I have been struggling with a bug (in my opinion) of GetImageFromArray in the Numpy bridge. In RTK, I need to graft an Image to a CudaImage when I want to use a Cuda filter using non-Cuda images. See, e.g., this example. However, I sometimes had weird memory behavior which I finally understood: when using GetImageFromArray, the management of the memory is left to numpy by backing up the array in _ndarr, see the code here. When grafting the image created by GetImageFromArray, _ndarr is not copied and the memory is freed if the original image is. Hence the issue. Here is a minimal example to reproduce the problem (hoping the memory is actually overwritten by np.zeros, it worked on my MacOS):
import itk import numpy as np img1 = np.ones(*3).astype(np.float32) img1 = itk.GetImageFromArray(img1) itk.ImageFileWriter(FileName='img1.mha', Input=img1) img2 = type(img1).New() img2.Graft(img1) del img1 np.zeros(*3).astype(np.float32) itk.ImageFileWriter(FileName='img2.mha', Input=img2)

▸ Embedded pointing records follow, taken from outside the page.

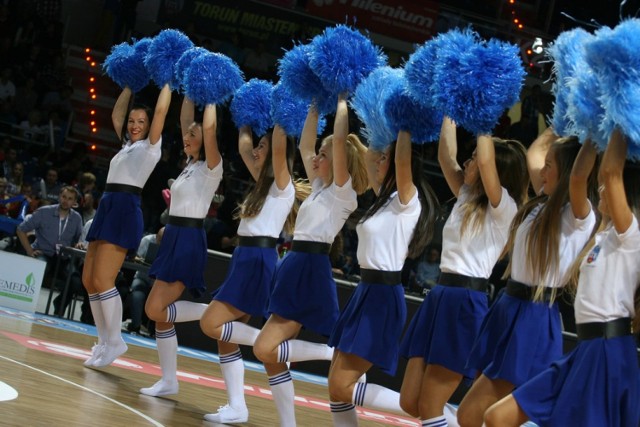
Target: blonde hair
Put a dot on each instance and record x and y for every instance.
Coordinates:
(543, 237)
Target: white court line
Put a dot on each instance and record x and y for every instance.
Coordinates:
(129, 408)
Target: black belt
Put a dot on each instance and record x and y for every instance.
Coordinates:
(182, 221)
(311, 247)
(462, 281)
(611, 329)
(122, 188)
(257, 241)
(520, 290)
(380, 276)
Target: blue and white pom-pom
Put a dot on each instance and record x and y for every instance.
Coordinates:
(404, 112)
(290, 112)
(212, 78)
(342, 57)
(567, 53)
(615, 58)
(368, 102)
(165, 50)
(296, 75)
(476, 85)
(585, 112)
(184, 62)
(452, 54)
(419, 71)
(125, 65)
(251, 106)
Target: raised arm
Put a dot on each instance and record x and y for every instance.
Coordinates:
(579, 181)
(279, 157)
(187, 114)
(245, 148)
(308, 141)
(340, 132)
(486, 160)
(404, 175)
(160, 114)
(209, 137)
(611, 171)
(447, 156)
(119, 113)
(536, 155)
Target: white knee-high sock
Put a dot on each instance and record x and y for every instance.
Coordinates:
(98, 316)
(112, 311)
(185, 311)
(167, 343)
(232, 368)
(299, 351)
(375, 396)
(440, 421)
(343, 414)
(239, 333)
(283, 396)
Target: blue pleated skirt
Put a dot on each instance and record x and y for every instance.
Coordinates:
(304, 291)
(182, 256)
(597, 384)
(118, 220)
(445, 327)
(517, 340)
(371, 324)
(249, 279)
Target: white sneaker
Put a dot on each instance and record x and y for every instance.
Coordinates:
(110, 353)
(96, 352)
(227, 415)
(161, 388)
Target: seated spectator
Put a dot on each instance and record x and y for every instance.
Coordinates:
(16, 180)
(141, 285)
(54, 226)
(49, 187)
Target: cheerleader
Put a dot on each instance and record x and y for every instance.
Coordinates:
(245, 292)
(117, 226)
(304, 291)
(597, 383)
(182, 255)
(369, 328)
(490, 187)
(521, 334)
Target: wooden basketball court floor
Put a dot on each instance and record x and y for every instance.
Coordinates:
(44, 383)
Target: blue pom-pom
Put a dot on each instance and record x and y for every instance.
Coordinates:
(212, 78)
(403, 112)
(486, 80)
(452, 48)
(296, 75)
(251, 106)
(290, 112)
(419, 71)
(182, 66)
(125, 65)
(368, 102)
(341, 57)
(615, 57)
(567, 53)
(165, 50)
(585, 112)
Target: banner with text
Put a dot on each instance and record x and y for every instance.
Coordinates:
(20, 281)
(255, 22)
(410, 21)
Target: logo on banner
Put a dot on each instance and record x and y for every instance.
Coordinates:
(21, 291)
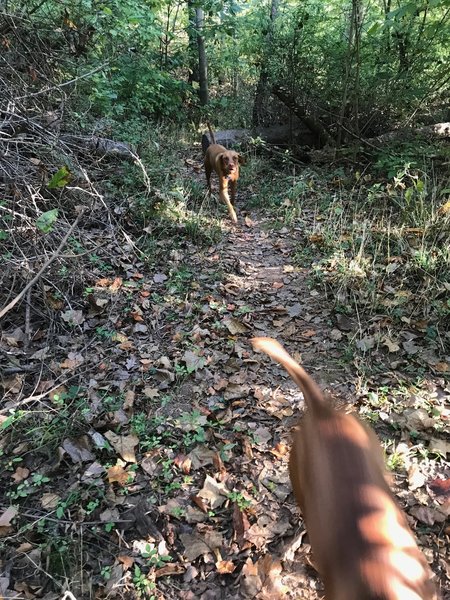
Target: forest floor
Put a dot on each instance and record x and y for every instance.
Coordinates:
(163, 472)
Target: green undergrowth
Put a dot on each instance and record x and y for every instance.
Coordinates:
(377, 242)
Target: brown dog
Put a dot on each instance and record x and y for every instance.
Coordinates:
(226, 164)
(360, 538)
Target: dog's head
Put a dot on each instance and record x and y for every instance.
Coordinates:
(230, 161)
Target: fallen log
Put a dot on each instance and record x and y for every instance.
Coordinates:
(438, 130)
(279, 135)
(99, 146)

Problem; img1 and img2 differ and they should not (with Cuda, cudaMemcpy using img2’s CPU memory pointer hangs…). I have simple workarounds (keep img1) but I think it’s a bug. I see two solutions:
- copy the member _ndarr when grafting (when it exists), but I don’t know how to do that with swig.
- don’t copy the numpy array but create a buffer, copy the data and let the buffer container handle its memory.
I’m happy to try the second solution (or another suggestion) if you agree. What do you think?